Most knowledge is simple and absolute. The cat is either in the closet or it isn't. Looking in the closet provides absolute knowledge of which it is. This is no doubt what Da Vinci had in mind when he said, "to see is to know."
Everything that ever had to be done that required knowledge to do is proof of of that knowledge. Every blood transfusion ever performed is proof of knowledge about the circulatory system and the nature of blood. Sending men to the moon was proof of the enormous amount of knowledge that was necessary to accomplish that mission. Every trip taken by any human being made possible by any of the man-made means of travel from ships to airplanes is proof of the knowledge necessary to produce those methods of transportation.
There is almost nothing in modern life in Western Civilization that would exist or be possible without heaps of knowledge, from coffee-makers to cell-phones.
Every actual technological achievement is not just probable, it is absolute. We know with absolute certainty that heavier than air human fight is possible, that antibiotics cure many infectious diseases, that the atom can be used to produce usable energy by fission (already done) and fusion (if it can ever be controlled). We know geo-stationary satellites are possible (though it was doubted when Arthur C. Clarke first described it.) We know anesthesia and painless surgery are possible (though the knowledge was fought against when first proposed) Almost everything we do every day would be impossible without the knowledge that made the things we use possible from electricity to air-conditioning.
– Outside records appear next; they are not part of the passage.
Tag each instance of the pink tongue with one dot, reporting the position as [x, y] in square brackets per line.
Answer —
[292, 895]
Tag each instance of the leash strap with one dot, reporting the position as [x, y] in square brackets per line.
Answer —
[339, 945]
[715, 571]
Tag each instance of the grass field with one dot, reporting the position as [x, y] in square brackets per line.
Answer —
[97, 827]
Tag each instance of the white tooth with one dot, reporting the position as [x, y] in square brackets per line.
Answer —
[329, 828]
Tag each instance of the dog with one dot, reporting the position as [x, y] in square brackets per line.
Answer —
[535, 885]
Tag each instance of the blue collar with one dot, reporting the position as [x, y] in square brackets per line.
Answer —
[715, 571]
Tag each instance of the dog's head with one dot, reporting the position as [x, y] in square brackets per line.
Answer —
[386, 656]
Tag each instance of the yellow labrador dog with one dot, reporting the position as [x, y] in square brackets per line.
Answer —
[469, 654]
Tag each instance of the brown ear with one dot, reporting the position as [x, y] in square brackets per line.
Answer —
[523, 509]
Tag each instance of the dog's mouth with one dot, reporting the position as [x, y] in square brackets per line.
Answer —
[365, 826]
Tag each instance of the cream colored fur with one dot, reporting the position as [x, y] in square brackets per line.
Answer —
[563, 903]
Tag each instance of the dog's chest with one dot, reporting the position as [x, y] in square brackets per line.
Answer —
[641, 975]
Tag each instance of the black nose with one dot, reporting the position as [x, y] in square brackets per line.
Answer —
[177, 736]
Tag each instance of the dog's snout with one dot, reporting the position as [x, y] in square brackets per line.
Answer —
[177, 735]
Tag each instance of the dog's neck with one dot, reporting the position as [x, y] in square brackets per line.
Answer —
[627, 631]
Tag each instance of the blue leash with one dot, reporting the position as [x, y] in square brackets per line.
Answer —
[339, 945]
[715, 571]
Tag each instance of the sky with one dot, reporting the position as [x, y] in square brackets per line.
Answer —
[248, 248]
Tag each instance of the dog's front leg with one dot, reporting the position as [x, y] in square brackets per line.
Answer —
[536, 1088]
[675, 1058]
None of these examples would be possible without certain knowledge. "But human knowledge is always limited, it is never perfectly precise, and nothing can be known to be 100% true," the skeptic says. Human knowledge is limited because human beings are neither omniscient or infallible but that does not mean they have knowledge of nothing or that everything is a mistake. Even when knowledge is limited by the nature of what is known, when absolute precision is impossible, knowledge that a parameter must fall within known limits is in fact certain knowledge. I do not know what, "100% true," means. If a proposition is true, it is true. If it is 99.9999% true, it is then .0001% false, and the proposition itself is false.
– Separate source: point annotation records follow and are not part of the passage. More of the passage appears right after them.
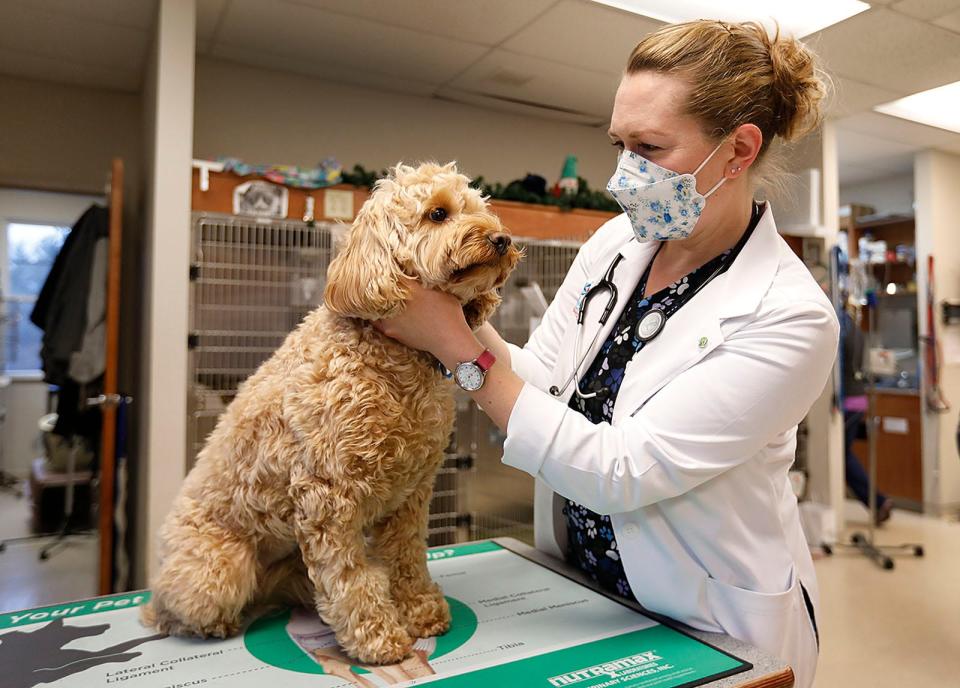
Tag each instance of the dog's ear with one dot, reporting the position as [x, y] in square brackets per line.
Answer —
[364, 280]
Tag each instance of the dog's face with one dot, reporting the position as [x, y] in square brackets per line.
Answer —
[429, 224]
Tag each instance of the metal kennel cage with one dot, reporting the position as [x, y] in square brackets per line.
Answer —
[252, 281]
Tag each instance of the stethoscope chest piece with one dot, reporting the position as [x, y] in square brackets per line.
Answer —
[650, 325]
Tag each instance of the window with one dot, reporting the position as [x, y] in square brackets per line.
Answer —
[31, 250]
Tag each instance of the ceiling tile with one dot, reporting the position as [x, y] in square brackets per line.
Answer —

One thing is certain, nothing of value has ever been produced and nothing of import has ever been discovered by means of doubt, ignorance, skepticism, or cynicism.
If you are interested, this is a link to the other article: "
To My Skeptical Friends."
By the way, I'm not trying to convince you of anything or attempting to change your mind. I do not promote any ideology and expect everyone to use their own mind to choose what to believe and how to live their lives, which, unless they overtly harm anyone else, I never judge.